The project focuses on predicting customer churn in a banking dataset. After importing the necessary libraries and loading the data, irrelevant features are dropped, and categorical data is encoded. The target variable (Exited) and feature variables are defined, and the dataset is split into training and testing sets. To address imbalanced data, the Synthetic Minority Over-sampling Technique (SMOTE) is applied.

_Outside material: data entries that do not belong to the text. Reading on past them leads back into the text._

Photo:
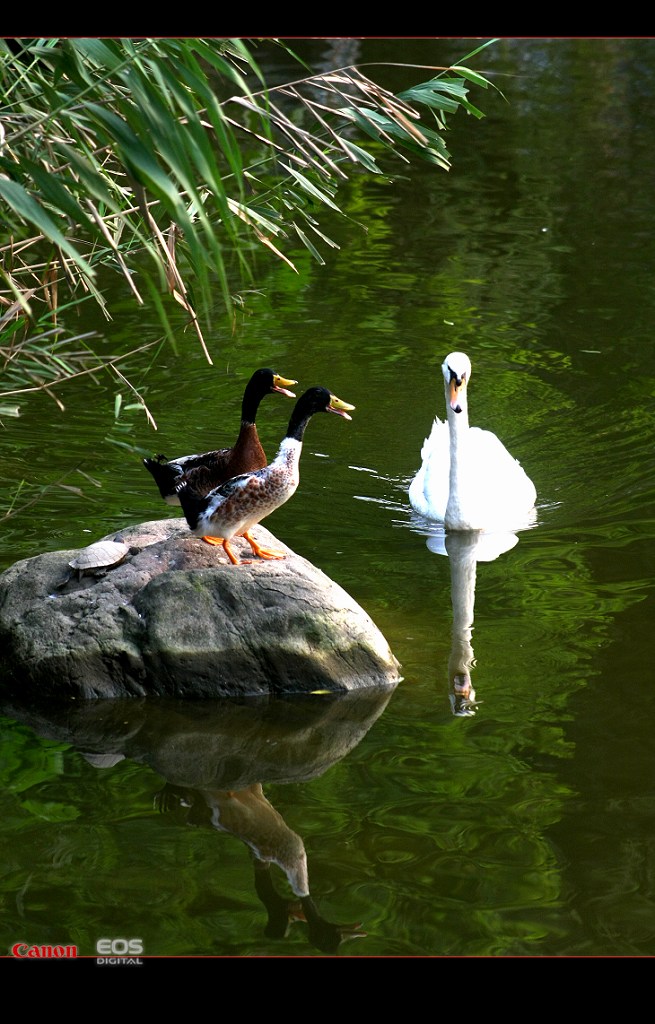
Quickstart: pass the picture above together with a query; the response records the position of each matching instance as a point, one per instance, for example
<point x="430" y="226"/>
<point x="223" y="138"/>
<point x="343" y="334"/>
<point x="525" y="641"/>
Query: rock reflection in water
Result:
<point x="215" y="757"/>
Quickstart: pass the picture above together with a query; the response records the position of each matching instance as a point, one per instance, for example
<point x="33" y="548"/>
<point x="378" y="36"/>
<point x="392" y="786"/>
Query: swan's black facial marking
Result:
<point x="456" y="383"/>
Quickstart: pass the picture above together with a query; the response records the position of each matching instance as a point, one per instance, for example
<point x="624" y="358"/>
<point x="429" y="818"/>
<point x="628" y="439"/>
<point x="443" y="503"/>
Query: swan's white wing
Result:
<point x="498" y="475"/>
<point x="429" y="489"/>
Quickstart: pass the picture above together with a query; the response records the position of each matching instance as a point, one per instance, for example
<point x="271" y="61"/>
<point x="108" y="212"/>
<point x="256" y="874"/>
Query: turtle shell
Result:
<point x="100" y="555"/>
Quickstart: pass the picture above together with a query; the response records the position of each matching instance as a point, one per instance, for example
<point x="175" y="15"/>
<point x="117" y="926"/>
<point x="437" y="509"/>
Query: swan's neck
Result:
<point x="459" y="475"/>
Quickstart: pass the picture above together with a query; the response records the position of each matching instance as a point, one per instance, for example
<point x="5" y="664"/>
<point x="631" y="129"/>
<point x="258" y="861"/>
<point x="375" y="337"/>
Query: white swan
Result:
<point x="468" y="479"/>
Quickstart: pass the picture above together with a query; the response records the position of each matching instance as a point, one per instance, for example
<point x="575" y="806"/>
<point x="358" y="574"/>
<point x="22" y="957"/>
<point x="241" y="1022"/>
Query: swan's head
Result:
<point x="456" y="374"/>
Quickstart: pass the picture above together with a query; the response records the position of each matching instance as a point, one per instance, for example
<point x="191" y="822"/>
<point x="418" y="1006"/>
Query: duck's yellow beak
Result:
<point x="339" y="407"/>
<point x="281" y="384"/>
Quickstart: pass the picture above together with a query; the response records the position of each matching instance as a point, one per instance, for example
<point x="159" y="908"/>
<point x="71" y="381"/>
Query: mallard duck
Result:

Several machine learning models, including Logistic Regression, SVM, KNeighbors Classifier, Decision Tree Classifier, Random Forest Classifier, Gradient Boosting Classifier, and XGBoost, are trained and evaluated using accuracy, precision, recall, and F1 score metrics. The XGBoost classifier is identified as the best-performing model based on accuracy.

Finally, the best model (XGBoost) is saved for future predictions.